American foreign policy is a confused jumble. This fact has been underscored by the recent US involvement in the Libyan civil war. The American role in fighting Libyan dictator Muammar Quaddafi through the enforcement of a no-fly zone has made me wonder what the goals of US foreign policy should be in regards to the “Arab Spring” now shaking the governments of the Middle East and North Africa. More disturbing is the increasing lack of American moral authority in these regions of the world, where we have propped up oppressive dictatorships and monarchies in order to ensure political stability and the flow of oil to the West. The brave opponents of these regimes will be hurt in the long run if the US doesn’t determine a consistent foreign policy that buttresses the ideals that are supposedly at the heart of American engagement in the world: democracy and human rights. If the US doesn’t consider these ideals important in foreign policy, than why say that they are? Why not embrace the “national interests” argument and be open about the need to keep Libyan oil flowing, no matter if it means sacrificing the possibilities presented by the Arab Spring?
It’s easy to see where American democratic rhetoric falls short on the ideals front. The situation in the West African nation Ivory Coast provides one example. Laurent Gbagbo, who became president in 2000, was defeated in an election held last November. The election was considered fair by international monitors, but Gbagbo decided to stay on. His security forces have used violence against citizens in the capital, Abidjan, resulting in hundreds of deaths. Alassane Outtara, who won the election, has been holed up in a hotel, protected by United Nations troops.

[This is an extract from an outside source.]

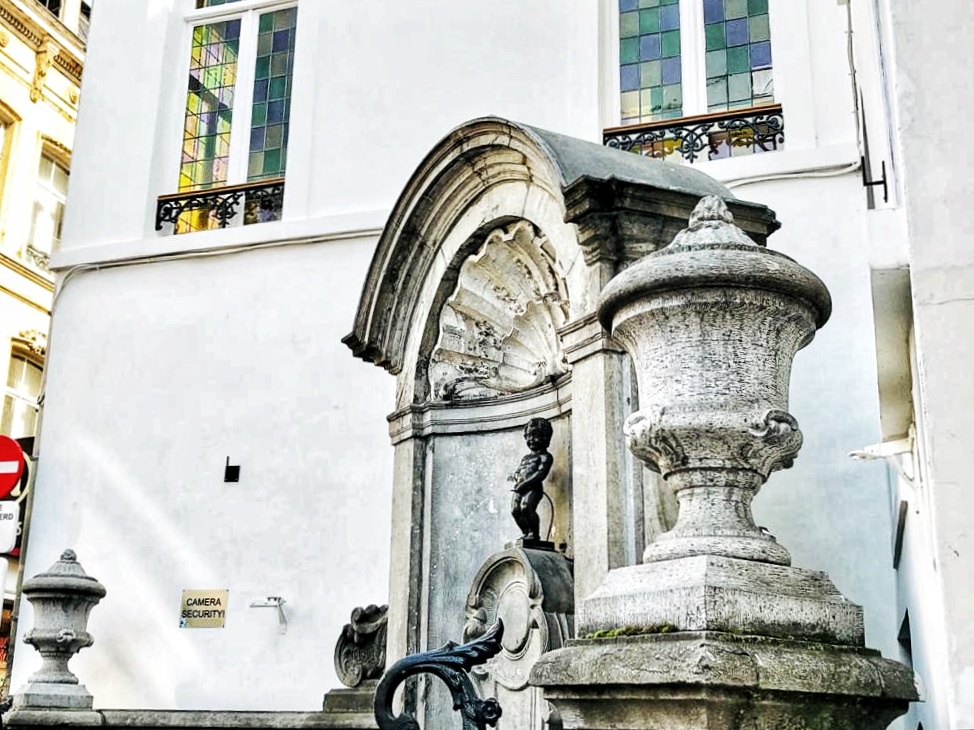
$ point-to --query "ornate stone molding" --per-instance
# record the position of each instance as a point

The following quote from a New York Times article sums up the dire situation: “He [Gbagbo] has also brutally snuffed out dissent. One of the last peaceful, sustained expressions of public dissent in Abidjan — women protesting with branches symbolizing peace — was mowed down in volleys of machine-gun fire from Mr. Gbagbo’s security forces” (New York Times, online edition, March 23, 2011). Wouldn’t a no-fly zone have helped these heroic women resist this illegal regime? Or, has the US decided that national interests are more important than ideals?

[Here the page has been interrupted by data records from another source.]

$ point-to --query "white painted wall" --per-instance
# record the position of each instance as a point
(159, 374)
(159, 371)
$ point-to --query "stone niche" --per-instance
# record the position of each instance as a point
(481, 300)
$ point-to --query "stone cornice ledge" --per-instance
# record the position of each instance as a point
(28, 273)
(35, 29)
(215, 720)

In addition to the bloody situation in Ivory Coast, Saudi Arabia recently sent troops into Bahrain, a tiny island nation off the coast of the Arabian Peninsula. Bahrain’s Sunni monarchy has ignored the same anger and resentment that brought down dictators in Tunisia and Egypt. However, Bahrain is home to the American Fifth Fleet and is a banking center that also produces a respectable amount of oil. Thousands of Shiite protesters, calling for democratic reform, were brutally beaten and dispersed by security forces, with little protest from the United States. If our foreign policy goals in regards to Bahrain are to preserve American military bases there and to avoid embarrassing the Saudi monarchy in order to keep the oil flowing, then our policy has been a rousing success.
The simple point is this: if President Obama and Secretary of State Hillary Clinton have decided that American ideals of democracy and self-determination are at stake in Libya, then why do they not apply in Ivory Coast and Bahrain? If national interests (security, both physical and economic) are what really drives US foreign policy, do those people a favor who have decided to risk their lives resisting corrupt regimes in Libya, Tunisia and Egypt: level with them now about US intentions. Why give them hope if the Americans will be absent when they need the moral support to build a more humane, democratic world?